I ran into Jobs in the demo room that day and asked him if he'd thought about creating a case for the iPod. He looked at me and narrowed his eyes. "What for? It fits in your pocket." I gestured to the pocketless skirt I was wearing and said, "Some of us don't carry things in our pocket -- we put them in our purses. This thing is going to get scratched in there." He just narrowed his eyes at me again and walked off.
I handed off my iPod and the bag of CDs to my husband when I got home (he thought it was cool -- as did the line of neighbors who showed up at our door to try it out over the next week). I headed to my sewing basket, pulled out some black-and-white fabric and sewed a rectangular sack with a drawstring. Like I said, I didn't want the white coating on the front and the shiny aluminum back of the chassis to get scratched.
I listened to that iPod pretty much every day for the next 10 years, replacing it over time with an iPod Mini (mint green) because it was even smaller, with a higher-capacity drive. Twenty years later, I pulled out my pristine version 1.0 iPod from my drawer for the first time in at least half a decade and turned it on. It didn't power up until I plugged it in using the original charging cable. I lost the earbuds a long time ago, but the speaker jack works just fine and all the music is still there -- along with that satisfying click wheel. It's still as cool as the day I got it.
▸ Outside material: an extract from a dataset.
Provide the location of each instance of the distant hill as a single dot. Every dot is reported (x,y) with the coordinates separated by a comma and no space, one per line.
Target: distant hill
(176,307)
I was already a Mac fan 20 years ago (my first job in tech journalism was at a startup weekly called MacWeek). So If you'd asked me then if I thought the iPod would be a success, I would've said yes, if only because it was so easy to use. But not everyone was convinced and as Fadell notes, it took a while for the iPod to be a strong seller for Apple. By 2007, a little more than five years after that original launch, Apple sold its 100 millionth iPod. The business peaked in 2008 with sales of 54.8 million units, according to Statista. Today, Apple sells only one model of the iPod -- the iPod Touch, as CNET's Ty Pendlebury notes -- since most people like me now rely on their iPhone as their music player.
But two decades ago on Oct. 23, Jobs was nothing but confident that Apple and the iPod would shake up the industry. He closed the event in his again typical, not-so-modest fashion.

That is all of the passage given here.